Le Père Bruno Fuglistaller sj, jésuite de Genève, nous propose l’homélie de ce dimanche
Lectures du 5ème Dimanche de Carême — Année A
Au fil de ces derniers dimanches nous avons croisé la Samaritaine (troisième Dimanche de Carême), l’aveugle-né qui a été guéri (quatrième Dimanche) et aujourd’hui Marthe, Marie et Lazare. Dimanche prochain nous célébrerons le Dimanche des Rameaux.
Un fil rouge qui peut se dégager de ces évangiles est le thème du mouvement. Le Christ vient, va et il fait bouger les autres. De dimanche en dimanche, la liturgie nous le montre « vivifiant » les vies de celles et ceux qu’il rencontre. Elle nous révèle toujours plus la richesse de son humanité qui va jusqu’à la mort… Mais nous savons que cela ne s’arrête pas là.
Et dans ces temps si particuliers qui sont les nôtres, nous voyons que l’Evangile d’aujourd’hui est traversé par un mouvement vers plus d’humanité, un mouvement d’humanisation. En effet, nous apprenons que quelqu’un est malade, puis nous découvrons qu’il s’agit de Lazare, qui est de Béthanie, le frère de Marie et de Marthe. Le souffrant peu à peu prend chair, il n’existe pas seulement par sa maladie mais nous découvrons quelqu’un, ses relations. Il sort des statistiques en quelque sorte.

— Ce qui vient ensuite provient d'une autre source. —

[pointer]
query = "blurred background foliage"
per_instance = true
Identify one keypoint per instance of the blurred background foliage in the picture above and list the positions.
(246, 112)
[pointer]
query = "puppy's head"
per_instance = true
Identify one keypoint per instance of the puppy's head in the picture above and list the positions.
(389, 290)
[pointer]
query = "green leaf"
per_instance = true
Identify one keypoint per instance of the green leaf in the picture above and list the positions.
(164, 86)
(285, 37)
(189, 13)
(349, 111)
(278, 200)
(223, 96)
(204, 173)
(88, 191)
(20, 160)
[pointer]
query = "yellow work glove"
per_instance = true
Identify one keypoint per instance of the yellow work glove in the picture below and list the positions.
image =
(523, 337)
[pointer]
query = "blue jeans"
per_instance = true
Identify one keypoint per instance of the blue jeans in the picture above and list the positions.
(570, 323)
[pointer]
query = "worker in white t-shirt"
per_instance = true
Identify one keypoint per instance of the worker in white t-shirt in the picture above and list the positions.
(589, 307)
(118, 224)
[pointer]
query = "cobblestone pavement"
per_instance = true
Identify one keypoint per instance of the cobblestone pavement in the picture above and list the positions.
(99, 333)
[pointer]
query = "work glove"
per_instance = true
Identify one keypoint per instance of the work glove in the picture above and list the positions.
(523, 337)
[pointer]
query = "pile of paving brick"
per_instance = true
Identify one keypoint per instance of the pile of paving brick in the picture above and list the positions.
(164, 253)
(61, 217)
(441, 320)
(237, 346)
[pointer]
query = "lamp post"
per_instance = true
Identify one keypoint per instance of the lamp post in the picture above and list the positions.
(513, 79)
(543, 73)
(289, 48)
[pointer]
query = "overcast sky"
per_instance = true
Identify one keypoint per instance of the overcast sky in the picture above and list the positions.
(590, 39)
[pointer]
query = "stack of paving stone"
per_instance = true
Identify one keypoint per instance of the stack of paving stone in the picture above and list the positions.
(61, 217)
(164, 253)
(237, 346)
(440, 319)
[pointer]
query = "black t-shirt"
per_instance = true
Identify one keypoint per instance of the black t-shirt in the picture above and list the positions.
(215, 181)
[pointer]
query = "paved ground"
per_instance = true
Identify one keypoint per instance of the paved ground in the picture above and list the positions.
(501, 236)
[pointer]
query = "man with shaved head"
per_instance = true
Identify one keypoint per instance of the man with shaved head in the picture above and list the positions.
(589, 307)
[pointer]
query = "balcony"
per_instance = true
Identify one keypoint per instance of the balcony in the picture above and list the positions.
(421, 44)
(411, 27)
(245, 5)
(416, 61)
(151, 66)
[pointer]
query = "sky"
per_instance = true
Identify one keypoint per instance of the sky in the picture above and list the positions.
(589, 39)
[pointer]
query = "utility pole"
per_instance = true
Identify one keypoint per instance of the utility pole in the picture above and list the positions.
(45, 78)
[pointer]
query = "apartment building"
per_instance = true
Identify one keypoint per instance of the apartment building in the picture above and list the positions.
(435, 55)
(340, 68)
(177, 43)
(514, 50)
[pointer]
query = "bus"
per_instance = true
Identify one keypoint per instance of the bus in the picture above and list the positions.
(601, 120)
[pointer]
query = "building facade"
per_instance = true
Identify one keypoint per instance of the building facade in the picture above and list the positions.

C’est peut-être là un enseignement de l’Evangile d’aujourd’hui : derrière la maladie, les chiffres, il y a toujours des personnes, des patients et souvent tout un réseau de gens qui sont affectés. Les événements de l’actualité peuvent nous sembler un égrainement de chiffres et de statistiques mais derrière ces informations il y a des hommes, des femmes dont la vie bascule, tout comme celle de leur entourage. Et nous qui suivons l’actualité risquons d’être décalés par rapport aux réalités vécues en première ligne.
Mais l’Evangile de ce dimanche nous met lui-même au cœur d’un décalage qui prend plusieurs formes. Décalage de temps : Marthe et Marie envoient un message à Jésus qui est tout près, environ trois kilomètres… Mais il attend deux jours… Quand il veut enfin se mettre en route, on tente de le retenir… Décalage de compréhension : les disciples pensent que Jésus parle de sommeil alors qu’il évoque la mort… Marthe pense à la résurrection au dernier jour, alors que Jésus parle de lui.
Et Jésus lui-même semble décalé par rapport aux émotions qu’il rencontre chez Marthe et surtout Marie. Il lui faut plusieurs échanges d’abord avec Marthe puis ensuite avec sa soeur pour qu’il saisisse la douleur et le désarroi. Ce sont finalement les larmes de Marie et de ses amis qui le submergent. Invité à venir et à voir où est Lazare, Jésus se met à pleurer. Face à la réalité de la douleur et de la perte, les mots n’ont plus rien à dire, seules les larmes parlent.
Dans l’Evangile d’aujourd’hui le Christ est en chemin vers la douleur de ceux et celles qu’il rencontre. Les échanges donnent au Christ d’accéder davantage à la réalité de ces vies. Il n’a pas « besoin » de cela pour se faire proche mais c’est le chemin qu’il a décidé de prendre. Il rejoint Marthe et Marie et vient aussi auprès de nous. Il vient. Il est là à nos côtés quoi que nous vivions. Ainsi il est vraiment homme et vraiment Dieu.